While News Corp.’s offer has already gained regulatory approval, it remains subject to the support of 75 percent of votes cast at a meeting scheduled for Oct. 31. Stokes could block it if Seven votes all its shares against News Corp.
“This has got to the point now where Stokes will have to play his hand,” Jason Beddow, chief executive officer of Argo Investments Ltd., said by phone from Sydney. The fund is Consolidated’s third-largest shareholder with a 0.3 percent stake, according to data compiled by Bloomberg.
The price is reasonable, Beddow said. “At the end of the day whatever James Packer was going to agree with News was going to be the price,” he said. “If you’re a Consolidated shareholder you know you’re not going to be a player.”
Stokes, who controls Australia’s largest free-to-air television broadcaster, will want benefits in return for giving up a foothold in pay-TV, analyst Fraser McLeish said.

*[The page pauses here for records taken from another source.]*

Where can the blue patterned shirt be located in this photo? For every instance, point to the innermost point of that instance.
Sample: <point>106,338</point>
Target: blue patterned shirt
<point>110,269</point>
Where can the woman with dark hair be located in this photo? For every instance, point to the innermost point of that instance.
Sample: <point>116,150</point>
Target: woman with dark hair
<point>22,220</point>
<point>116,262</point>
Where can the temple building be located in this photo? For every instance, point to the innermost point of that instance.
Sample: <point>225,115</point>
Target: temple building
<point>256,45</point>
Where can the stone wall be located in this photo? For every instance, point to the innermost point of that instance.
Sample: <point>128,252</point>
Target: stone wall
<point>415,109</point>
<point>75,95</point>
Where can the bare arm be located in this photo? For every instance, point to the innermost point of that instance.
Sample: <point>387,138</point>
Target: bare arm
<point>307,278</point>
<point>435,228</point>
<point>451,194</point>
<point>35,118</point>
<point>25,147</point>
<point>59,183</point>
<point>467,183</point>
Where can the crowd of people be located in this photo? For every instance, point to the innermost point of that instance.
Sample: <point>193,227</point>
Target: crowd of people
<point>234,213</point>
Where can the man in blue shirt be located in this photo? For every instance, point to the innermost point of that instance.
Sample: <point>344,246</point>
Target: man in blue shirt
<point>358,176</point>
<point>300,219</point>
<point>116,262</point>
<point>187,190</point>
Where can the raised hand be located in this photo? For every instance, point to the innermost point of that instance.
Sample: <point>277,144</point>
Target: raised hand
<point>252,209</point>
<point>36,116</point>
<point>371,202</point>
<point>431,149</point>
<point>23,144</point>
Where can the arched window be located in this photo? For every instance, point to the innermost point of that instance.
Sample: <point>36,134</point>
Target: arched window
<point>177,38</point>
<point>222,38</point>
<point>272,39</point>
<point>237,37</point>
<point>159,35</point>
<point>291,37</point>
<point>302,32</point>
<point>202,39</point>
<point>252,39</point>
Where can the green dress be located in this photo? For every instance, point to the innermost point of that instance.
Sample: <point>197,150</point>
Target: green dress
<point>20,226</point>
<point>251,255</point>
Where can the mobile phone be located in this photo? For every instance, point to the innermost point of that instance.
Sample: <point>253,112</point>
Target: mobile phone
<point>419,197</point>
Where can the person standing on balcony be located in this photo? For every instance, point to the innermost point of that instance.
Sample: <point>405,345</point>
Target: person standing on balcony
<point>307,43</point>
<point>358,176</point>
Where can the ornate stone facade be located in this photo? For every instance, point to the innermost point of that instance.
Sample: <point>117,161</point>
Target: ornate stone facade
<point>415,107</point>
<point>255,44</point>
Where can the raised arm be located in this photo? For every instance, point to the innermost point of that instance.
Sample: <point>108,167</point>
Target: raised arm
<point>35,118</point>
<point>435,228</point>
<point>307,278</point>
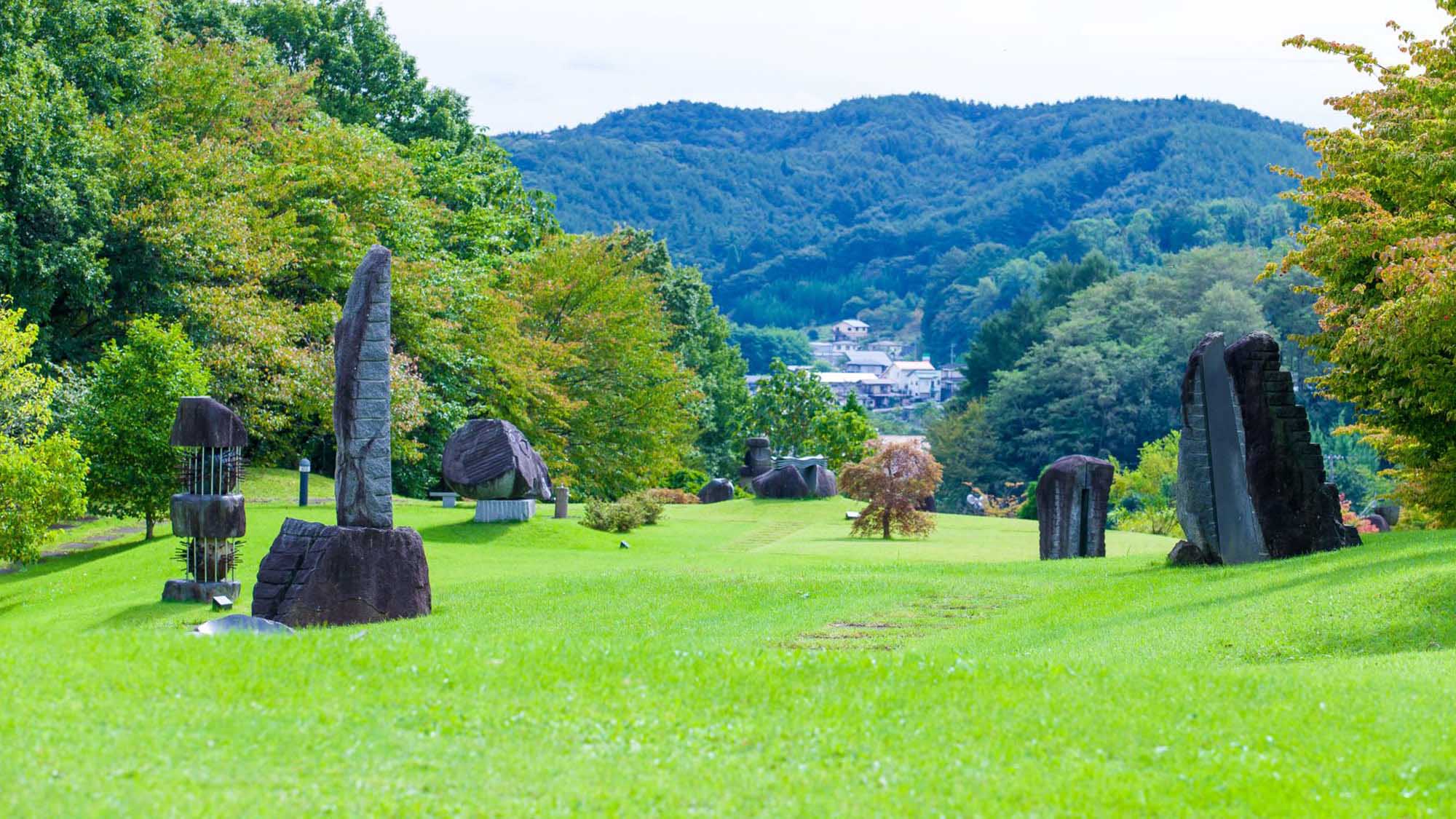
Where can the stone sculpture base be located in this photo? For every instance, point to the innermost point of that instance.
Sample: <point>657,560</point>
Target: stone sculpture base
<point>505,510</point>
<point>320,574</point>
<point>196,592</point>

“Seven Group will try to use its position to extract some concessions,” McLeish, an analyst at Royal Bank of Scotland Group Plc., wrote in an Aug. 21 note to clients. Stokes “is unlikely to simply want a higher price. We still see a risk that Seven Group will not be willing to sell,” he wrote.
Simon Francis, a Sydney-based spokesman for Seven Group, didn’t respond to two phone messages and an e-mail seeking comment.
Seven Group’s investments in construction, mining equipment, and banking give it scope to make a competing offer, BBY’s McDonnell said.
“The capacity’s there, the question is whether the appetite will be sharpened enough,” he said. “At A$3.45, all Seven would have to do is offer A$3.50 to make a better offer.”
Stokes’s son Ryan and Seven Group Chief Executive Officer Peter Gammell, who are both board members at Consolidated, didn’t make a recommendation on News Corp.’s bid, according to the target company’s statement.
Kerry Stokes may face regulatory issues if he tries to make a rival bid, according to Jarrod McDonald, an analyst at JPMorgan Chase & Co. The billionaire controls Seven Group through a 67 percent stake, according to data compiled by Bloomberg.
Seven Group has a 33 percent stake in Seven West Media Ltd., Australia’s largest free-to-air broadcaster. A combination of the country’s dominant free-to-air and subscription broadcasters would be a “potential issue” for the ACCC, McDonald wrote in an Aug. 2 note to clients.
The proposed News Corp. (NWSA) takeover would also release about A$970 million to Packer to help his casino company Crown Ltd. (CWN) lift its stake in Echo Entertainment Group Ltd. Packer will support today’s bid, Consolidated said.
“This is a great outcome for CMH shareholders and for News and it reflects a fair price,” Packer said in a statement.
Crown has applied for permission to buy a further 15 percent of Echo, worth about A$528 million at current prices, in addition to the 10 percent it already owns.
The Melbourne-based company wants to build a second casino complex on Sydney Harbour and has been blocked by Echo’s monopoly license in the city. A 25 percent stake in Echo would raise Crown’s leverage with management, who haven’t backed the casino plans.